Renaud Deschamps : Depuis deux ans nous avons racheté plusieurs éditeurs qui nous ont apporté les briques essentielles dans la réalisation de ce dessein. Perceptive Software, que nous avons racheté en 2010, nous a apporté les briques gestion de contenu (ECM) et gestion de processus (BPM). L’avantage de Perceptive Software, c’est son mode apprentissage qui permet de rechercher les documents non structurés se réfèrant au même sujet que celui que vous êtes en train de consulter. Ça en fait un bon complément des solutions de Geide traditionnelles, telles Documentum ou FileNet, qui sont beaucoup plus coûteuses à déployer et qui demandent à être constamment enrichies pour faire face à l’afflux des documents qui submergent l’entreprise. Autre brique essentielle : Brainware, racheté en mars dernier, et sa technologie de capture capable de reconnaître les documents soumis avec un taux de reconnaissance de plus de 90% sans qu’il soit nécessaire de maintenir une bibliothèque de modèles. Nous avons également racheté l’éditeur Pallas Athena fin 2011, dont la technologie de détection de processus non structurés permet de modéliser les processus de décision réels des entreprises. Enfin Nolij et Isys (mars 2012) nous ont positionnés sur le marché universitaire étasunien et les systèmes de recherche internest et externes.

Avez-vous l’intention de revendre votre technologie jet d’encre ?

Renaud Deschamps : Oui. On arrête la R&D on souhaite vendre* les brevets (il y en a plus d’un millier). Et on va continuer de supporter les équipements en vente (on va continuer d’en produire jusqu’à la fin de l’année) ainsi que le parc installé, notamment en continuant la vente des consommables.

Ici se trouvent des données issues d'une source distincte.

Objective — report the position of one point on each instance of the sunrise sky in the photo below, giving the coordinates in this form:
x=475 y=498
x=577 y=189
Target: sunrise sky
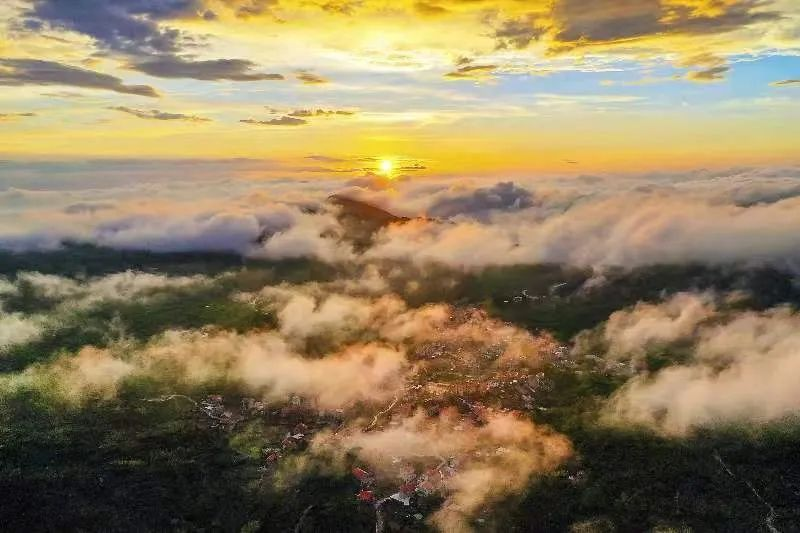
x=436 y=87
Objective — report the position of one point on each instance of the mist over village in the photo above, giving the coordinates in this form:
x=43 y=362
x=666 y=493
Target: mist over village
x=400 y=266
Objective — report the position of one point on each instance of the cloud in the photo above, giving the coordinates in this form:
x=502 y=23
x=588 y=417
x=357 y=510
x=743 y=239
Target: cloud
x=89 y=208
x=429 y=9
x=304 y=113
x=17 y=328
x=710 y=74
x=478 y=203
x=132 y=26
x=474 y=72
x=171 y=66
x=41 y=72
x=155 y=114
x=518 y=33
x=742 y=370
x=281 y=121
x=629 y=229
x=632 y=331
x=14 y=116
x=309 y=78
x=784 y=83
x=490 y=461
x=245 y=9
x=579 y=23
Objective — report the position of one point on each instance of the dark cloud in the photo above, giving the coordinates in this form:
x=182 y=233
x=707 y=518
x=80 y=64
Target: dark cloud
x=472 y=72
x=306 y=113
x=518 y=32
x=40 y=72
x=341 y=7
x=63 y=94
x=478 y=203
x=155 y=114
x=709 y=74
x=309 y=78
x=281 y=121
x=132 y=26
x=170 y=66
x=580 y=22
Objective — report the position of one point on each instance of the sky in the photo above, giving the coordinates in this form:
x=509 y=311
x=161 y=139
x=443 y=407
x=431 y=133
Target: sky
x=327 y=88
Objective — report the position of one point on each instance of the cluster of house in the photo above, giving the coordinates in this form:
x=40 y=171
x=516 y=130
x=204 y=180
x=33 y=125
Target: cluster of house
x=411 y=482
x=213 y=407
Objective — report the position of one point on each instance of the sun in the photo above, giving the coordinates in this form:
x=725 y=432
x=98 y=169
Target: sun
x=386 y=166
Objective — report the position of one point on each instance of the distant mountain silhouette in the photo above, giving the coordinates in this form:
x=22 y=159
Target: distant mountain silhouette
x=361 y=220
x=363 y=211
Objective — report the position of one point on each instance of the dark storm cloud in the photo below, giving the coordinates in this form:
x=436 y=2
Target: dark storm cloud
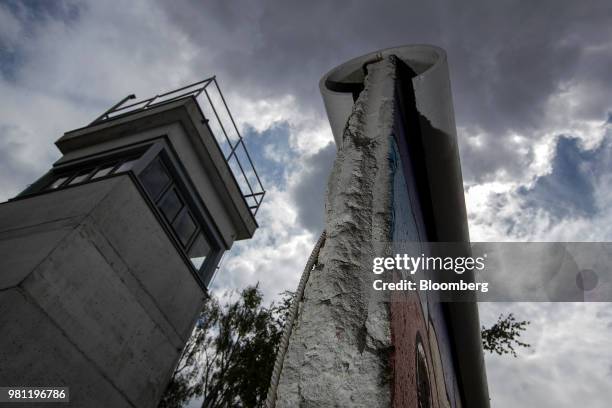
x=507 y=59
x=19 y=173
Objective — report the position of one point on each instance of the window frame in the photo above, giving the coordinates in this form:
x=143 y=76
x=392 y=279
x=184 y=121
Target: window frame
x=145 y=153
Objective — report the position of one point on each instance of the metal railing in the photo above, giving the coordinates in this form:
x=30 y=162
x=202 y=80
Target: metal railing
x=231 y=143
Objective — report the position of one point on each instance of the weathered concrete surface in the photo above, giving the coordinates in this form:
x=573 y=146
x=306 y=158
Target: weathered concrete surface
x=93 y=295
x=339 y=350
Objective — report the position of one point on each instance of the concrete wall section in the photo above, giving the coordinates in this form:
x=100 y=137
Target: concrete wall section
x=339 y=352
x=108 y=304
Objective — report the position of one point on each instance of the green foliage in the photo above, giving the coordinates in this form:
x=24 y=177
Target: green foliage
x=230 y=355
x=502 y=337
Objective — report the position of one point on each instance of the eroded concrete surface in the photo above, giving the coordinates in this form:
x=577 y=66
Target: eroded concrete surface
x=339 y=352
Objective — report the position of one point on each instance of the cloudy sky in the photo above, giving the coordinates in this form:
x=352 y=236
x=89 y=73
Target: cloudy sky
x=532 y=89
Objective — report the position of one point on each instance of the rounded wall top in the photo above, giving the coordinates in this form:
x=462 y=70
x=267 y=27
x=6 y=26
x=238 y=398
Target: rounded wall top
x=340 y=84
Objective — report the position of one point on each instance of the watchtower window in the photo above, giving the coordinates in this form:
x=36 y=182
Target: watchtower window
x=184 y=217
x=79 y=175
x=171 y=203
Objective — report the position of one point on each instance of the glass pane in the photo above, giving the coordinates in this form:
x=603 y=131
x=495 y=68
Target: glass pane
x=58 y=182
x=126 y=166
x=199 y=251
x=184 y=226
x=103 y=171
x=80 y=178
x=155 y=178
x=170 y=204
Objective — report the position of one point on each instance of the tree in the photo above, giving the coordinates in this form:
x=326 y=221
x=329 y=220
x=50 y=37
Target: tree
x=502 y=337
x=229 y=358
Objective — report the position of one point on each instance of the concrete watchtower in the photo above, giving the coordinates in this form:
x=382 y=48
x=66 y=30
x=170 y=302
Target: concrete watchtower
x=106 y=259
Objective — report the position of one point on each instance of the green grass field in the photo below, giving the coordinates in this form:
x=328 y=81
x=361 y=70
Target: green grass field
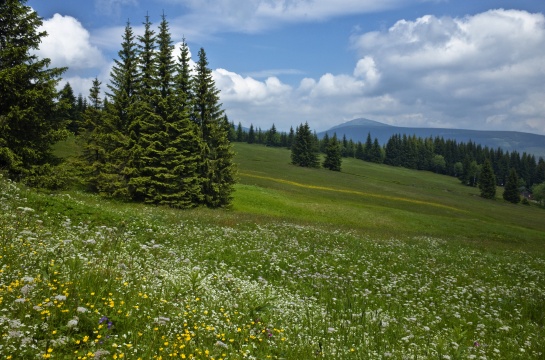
x=374 y=262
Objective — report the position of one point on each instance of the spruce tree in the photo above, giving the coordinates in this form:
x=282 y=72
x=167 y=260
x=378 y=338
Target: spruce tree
x=145 y=131
x=95 y=151
x=487 y=181
x=368 y=148
x=304 y=152
x=333 y=158
x=511 y=192
x=217 y=168
x=68 y=107
x=376 y=152
x=360 y=153
x=251 y=134
x=124 y=81
x=29 y=122
x=179 y=185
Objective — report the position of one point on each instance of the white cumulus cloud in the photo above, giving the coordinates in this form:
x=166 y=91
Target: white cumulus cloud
x=68 y=44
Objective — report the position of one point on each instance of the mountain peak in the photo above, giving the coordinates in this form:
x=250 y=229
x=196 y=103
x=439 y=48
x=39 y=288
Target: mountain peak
x=360 y=122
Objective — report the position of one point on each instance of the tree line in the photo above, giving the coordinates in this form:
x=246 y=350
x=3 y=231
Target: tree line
x=158 y=135
x=472 y=163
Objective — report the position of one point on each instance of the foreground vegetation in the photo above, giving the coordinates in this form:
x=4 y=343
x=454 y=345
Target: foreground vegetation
x=84 y=278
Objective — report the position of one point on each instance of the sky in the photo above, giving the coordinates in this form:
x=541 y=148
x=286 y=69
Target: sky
x=418 y=63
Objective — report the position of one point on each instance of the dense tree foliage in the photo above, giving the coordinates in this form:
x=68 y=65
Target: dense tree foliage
x=160 y=135
x=29 y=111
x=511 y=192
x=487 y=181
x=304 y=151
x=449 y=157
x=333 y=158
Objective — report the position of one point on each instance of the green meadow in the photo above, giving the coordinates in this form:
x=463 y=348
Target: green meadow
x=373 y=262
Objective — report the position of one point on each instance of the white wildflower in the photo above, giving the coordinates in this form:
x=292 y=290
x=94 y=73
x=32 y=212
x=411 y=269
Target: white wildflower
x=73 y=323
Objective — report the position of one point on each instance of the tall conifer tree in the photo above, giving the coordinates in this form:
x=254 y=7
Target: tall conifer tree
x=217 y=169
x=145 y=131
x=304 y=151
x=487 y=181
x=29 y=122
x=333 y=158
x=511 y=192
x=124 y=81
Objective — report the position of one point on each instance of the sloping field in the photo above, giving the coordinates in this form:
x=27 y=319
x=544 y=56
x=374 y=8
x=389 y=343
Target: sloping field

Ne craignez-vous pas de perdre des partenaires ?

Renaud Deschamps : Non, du moins dans le BtoB. La plupart de nos produits étaient vendus par la grande distribution et on pense que le jet d’encre est moins adapté au monde professionnel que le laser. Certes, le poids du jet d’encre y avait tendance à augmenter mais les partenaires compenseront en se dirigeant vers d’autres marques et en nous achetant plus de produits laser.

* Dans la version initiale de l’interview, Renaud Deschamps avait indiqué par erreur que les brevets n’étaient pas à vendre.